En “Campeona” y “La Retro”, entresacados de su Árbol de pólvora se hace presente la malicia y el buen humor. “Calidad metálica”, ¿otro sentido del mundo? (incorporado a Vida y ficción, Fondo de Cultura Económica, 1970).

“Tijerina”, inspirado en un colaborador de la embajada mexicana. No se puede revelar su nombre... Otra vez, Árbol de pólvora.

“Descanso dominical”, Teresópolis, 1931. Divagar del alma cautivada por el trópico, por el Brasil de Alfonso Reyes, maestro de las sensaciones.

¡Ay!, “La Obrigadiña”, “la de los orbes elocuentes”, chispa nuevamente, humor y pólvora.

¿“La fea” y su metamorfosis? (Quince presencias.)

“La servidumbre femenina es mucho más competente cuando atiende a hombres solos que cuando hay señora de por medio.” Reyes y su indiscutible sentido de observación, destaca en el relato “Los estudios y los juegos” (Quince presencias). De este mismo libro, “Fábula de la muchacha y la elefanta”, “Pasión y muerte de dona Engraçadinha”, Copacabana, Río de Janeiro, música, sol, mar; sonrisa y reflexión.

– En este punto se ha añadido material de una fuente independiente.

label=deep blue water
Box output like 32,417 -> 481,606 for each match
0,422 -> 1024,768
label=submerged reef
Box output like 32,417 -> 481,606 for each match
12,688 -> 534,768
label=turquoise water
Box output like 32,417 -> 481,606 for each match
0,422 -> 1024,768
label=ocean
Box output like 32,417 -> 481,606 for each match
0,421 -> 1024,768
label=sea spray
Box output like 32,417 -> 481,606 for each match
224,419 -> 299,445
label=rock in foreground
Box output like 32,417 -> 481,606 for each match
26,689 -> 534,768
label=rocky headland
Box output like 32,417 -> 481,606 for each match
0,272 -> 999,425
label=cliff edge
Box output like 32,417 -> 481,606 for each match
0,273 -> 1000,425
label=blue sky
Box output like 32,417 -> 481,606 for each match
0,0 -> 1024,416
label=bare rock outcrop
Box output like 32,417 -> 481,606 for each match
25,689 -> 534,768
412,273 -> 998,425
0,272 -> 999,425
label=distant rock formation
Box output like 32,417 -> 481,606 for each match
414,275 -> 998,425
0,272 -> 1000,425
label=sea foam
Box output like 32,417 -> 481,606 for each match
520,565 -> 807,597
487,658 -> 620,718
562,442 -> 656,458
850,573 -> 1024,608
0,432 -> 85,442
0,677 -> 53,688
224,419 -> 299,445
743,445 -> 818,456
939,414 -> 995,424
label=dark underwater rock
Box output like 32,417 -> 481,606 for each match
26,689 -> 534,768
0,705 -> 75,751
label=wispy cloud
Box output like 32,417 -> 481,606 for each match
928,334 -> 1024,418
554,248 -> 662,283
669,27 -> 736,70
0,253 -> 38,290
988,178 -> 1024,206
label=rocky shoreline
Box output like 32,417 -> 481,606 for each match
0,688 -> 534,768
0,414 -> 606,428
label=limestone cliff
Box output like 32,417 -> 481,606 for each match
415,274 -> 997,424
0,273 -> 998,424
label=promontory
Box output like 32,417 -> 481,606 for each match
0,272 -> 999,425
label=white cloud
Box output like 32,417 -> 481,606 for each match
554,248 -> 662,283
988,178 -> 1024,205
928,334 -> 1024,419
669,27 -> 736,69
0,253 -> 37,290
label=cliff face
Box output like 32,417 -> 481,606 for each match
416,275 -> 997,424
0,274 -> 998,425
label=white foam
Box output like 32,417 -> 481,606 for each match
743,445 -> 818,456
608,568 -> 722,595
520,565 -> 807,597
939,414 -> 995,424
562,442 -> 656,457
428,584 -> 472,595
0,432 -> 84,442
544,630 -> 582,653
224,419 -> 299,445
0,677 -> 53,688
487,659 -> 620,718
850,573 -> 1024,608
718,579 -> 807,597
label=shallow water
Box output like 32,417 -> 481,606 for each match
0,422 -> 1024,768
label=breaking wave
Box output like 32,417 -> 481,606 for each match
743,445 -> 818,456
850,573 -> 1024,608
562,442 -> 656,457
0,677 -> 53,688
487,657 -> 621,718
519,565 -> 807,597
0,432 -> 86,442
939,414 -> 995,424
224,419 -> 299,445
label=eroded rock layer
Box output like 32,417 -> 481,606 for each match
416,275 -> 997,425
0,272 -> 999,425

“Entrevista presidencial”, amarga realidad de nuestra, muchas veces, absurda burocracia y un enfrentarse con la muerte... (Vida y ficción, 1970.)

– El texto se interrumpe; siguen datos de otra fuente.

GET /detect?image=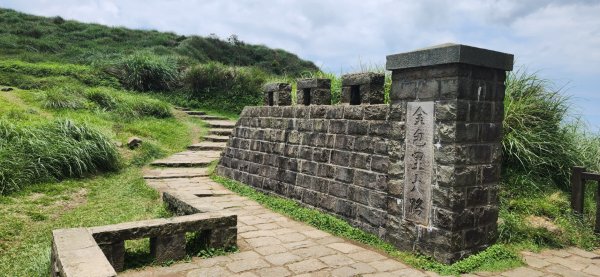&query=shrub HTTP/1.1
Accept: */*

[131,99,172,118]
[183,63,267,113]
[44,86,87,110]
[85,88,119,110]
[502,71,580,189]
[106,52,179,91]
[0,120,120,194]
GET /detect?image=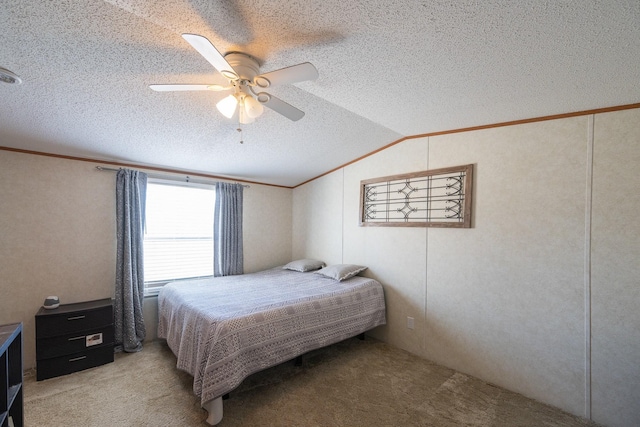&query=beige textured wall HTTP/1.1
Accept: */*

[0,151,115,367]
[293,110,640,426]
[591,110,640,427]
[0,150,292,367]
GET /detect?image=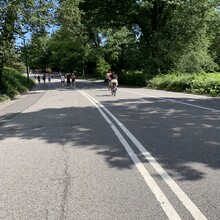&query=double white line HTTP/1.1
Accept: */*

[79,90,207,220]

“El vendedor de felicidad”: Al analizar este cuento, viene a mi mente aquello que Alfonso Reyes señalara en uno de sus primeros libros de ensayos, titulado El suicida. Y dice así: “Hay dos modos fundamentales de saludar la vida: uno es la aceptación, y otro el reto”. Rebeldía ante el acontecer de los sucesos de la vida, amplitud proporcionada por la sonrisa, pues dicha actitud de sonrisa es un primer paso de movimiento libre e inteligente del espíritu humano, del espíritu de Reyes, porque “La libertad [moral] será de aquel para quien el raciocinio sea un peldaño ligeramente tocado, rozado apenas, y que guarda en su tesoro interior fondos inagotables de instinto, sana animalidad; la libertad del ‘que se hace señas con las cosas’. Cuando la intuición, cabalmente educada, puede lanzarse sobre el objeto que se quiera... ; cuando el conocer no es comparar, sino un sumergirse de buzo, una compenetración, una metempsicosis espiritual, entonces se ha alcanzado el pleno conocimiento”. ¡Hasta dónde nos ha llevado “El vendedor de felicidad”, pliego suelto enviado, como tarjeta de navidad, en 1948! “La sonrisa” se hace presente una vez más como símbolo, la filosofía, estudiada por Alfonso Reyes, confirma su validez al convertírsele en Estética. ¿Fenomenología de su propia vida?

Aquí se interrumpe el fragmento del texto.